Propolis (PROP) is a non-toxic resinous substance produced by honey bees, which is rich in flavonoids and phenolic compounds with antibacterial properties [21]. In recent years, its use as a mouthwash (PROP-M) has gained attention, showing similar efficacy to CHX-M in reducing dental plaque and inhibiting potential oral pathogens [22–25]. Moreover, PROP supplementation has shown promising effects in reducing BP in rats [26,27] and hypertensive individuals [28]. This effect could be attributed to increase NO availability due to the upregulation of endothelial NO synthase (eNOS) expression [29]. Studies in rodents [30,31] have also reported positive changes in the gut microbiome, including higher abundance of Lactobacillus species and a lower Bacteroidetes/Firmicutes ratio following an enriched diet with PROP. However, no study has investigated the impact of PROP-M on the oral microbiome, NPS and BP control.

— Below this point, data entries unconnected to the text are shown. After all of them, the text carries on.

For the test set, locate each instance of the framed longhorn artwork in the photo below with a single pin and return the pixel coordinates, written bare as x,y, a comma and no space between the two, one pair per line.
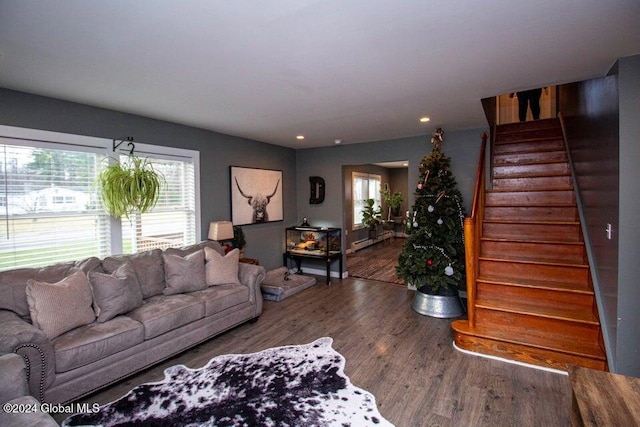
256,196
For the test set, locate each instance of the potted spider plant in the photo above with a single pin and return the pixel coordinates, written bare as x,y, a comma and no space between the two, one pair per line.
132,186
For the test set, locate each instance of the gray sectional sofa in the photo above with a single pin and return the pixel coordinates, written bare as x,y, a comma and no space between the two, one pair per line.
83,325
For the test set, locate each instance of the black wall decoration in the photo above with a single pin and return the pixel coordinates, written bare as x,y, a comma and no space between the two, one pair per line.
317,190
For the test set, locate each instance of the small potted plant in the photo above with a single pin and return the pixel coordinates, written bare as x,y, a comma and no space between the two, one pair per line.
371,217
129,187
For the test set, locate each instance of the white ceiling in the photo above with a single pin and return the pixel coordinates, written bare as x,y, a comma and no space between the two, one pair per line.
354,70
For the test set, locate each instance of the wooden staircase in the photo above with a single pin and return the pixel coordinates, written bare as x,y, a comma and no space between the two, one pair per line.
530,295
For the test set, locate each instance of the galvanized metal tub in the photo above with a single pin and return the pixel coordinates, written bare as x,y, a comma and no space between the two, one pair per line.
441,306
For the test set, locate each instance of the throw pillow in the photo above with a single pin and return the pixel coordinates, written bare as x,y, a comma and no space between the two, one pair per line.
275,275
116,293
59,307
220,270
184,274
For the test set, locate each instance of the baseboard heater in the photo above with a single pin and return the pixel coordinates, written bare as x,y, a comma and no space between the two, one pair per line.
363,243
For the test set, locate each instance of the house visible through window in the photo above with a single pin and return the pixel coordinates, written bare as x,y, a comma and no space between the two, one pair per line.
364,186
50,210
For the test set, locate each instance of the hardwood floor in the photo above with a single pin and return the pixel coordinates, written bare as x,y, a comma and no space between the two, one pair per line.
405,359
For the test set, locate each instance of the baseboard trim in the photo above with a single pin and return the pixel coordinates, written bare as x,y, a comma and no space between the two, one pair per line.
513,362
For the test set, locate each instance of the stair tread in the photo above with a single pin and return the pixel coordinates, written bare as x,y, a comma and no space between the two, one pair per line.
541,242
530,221
533,338
531,259
545,284
540,309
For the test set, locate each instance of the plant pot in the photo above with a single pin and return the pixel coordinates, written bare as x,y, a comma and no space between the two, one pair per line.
441,306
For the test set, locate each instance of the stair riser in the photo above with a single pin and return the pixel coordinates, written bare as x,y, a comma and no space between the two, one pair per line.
531,355
552,252
527,147
529,158
526,198
517,321
512,271
530,213
541,232
520,171
549,133
533,183
488,291
527,126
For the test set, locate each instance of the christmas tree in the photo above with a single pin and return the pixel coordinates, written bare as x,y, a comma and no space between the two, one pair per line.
432,259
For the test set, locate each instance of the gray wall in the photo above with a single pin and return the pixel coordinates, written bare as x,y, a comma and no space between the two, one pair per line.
603,130
463,147
217,153
628,343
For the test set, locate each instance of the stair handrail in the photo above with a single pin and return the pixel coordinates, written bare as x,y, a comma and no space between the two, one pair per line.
473,232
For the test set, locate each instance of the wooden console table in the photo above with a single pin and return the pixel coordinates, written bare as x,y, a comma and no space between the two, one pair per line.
603,399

This study aimed to compare the effects of CHX-M and PROP-M on NPA and abundance of NPS, salivary and plasma biomarkers and BP in healthy individuals. We hypothesised that PROP-M would preserve or elevate the NPA and abundance of NPS, and this would be accompanied by an increase of salivary and plasma nitrite and a lower BP. In contrast, CHX-M would significantly reduce the NPA and abundance of NPS, and this will be associated with lower salivary and plasma nitrite levels and elevated BP.

Methods

Study design and sample size

This study was simple randomised and double-blind (provider and participant). The study population consisted of healthy adults (18–50 y/o) with a BMI <30 kg/m² and no following periodontal treatments or using antimicrobial products and antibiotics within 3 months before initiation of study. All participants provided informed consent prior to the initiation of the study. The study was approved by the Human Ethics Committee of Plymouth University (16/17–666) and registered in ClinicalTrials.gov (NCT04117451).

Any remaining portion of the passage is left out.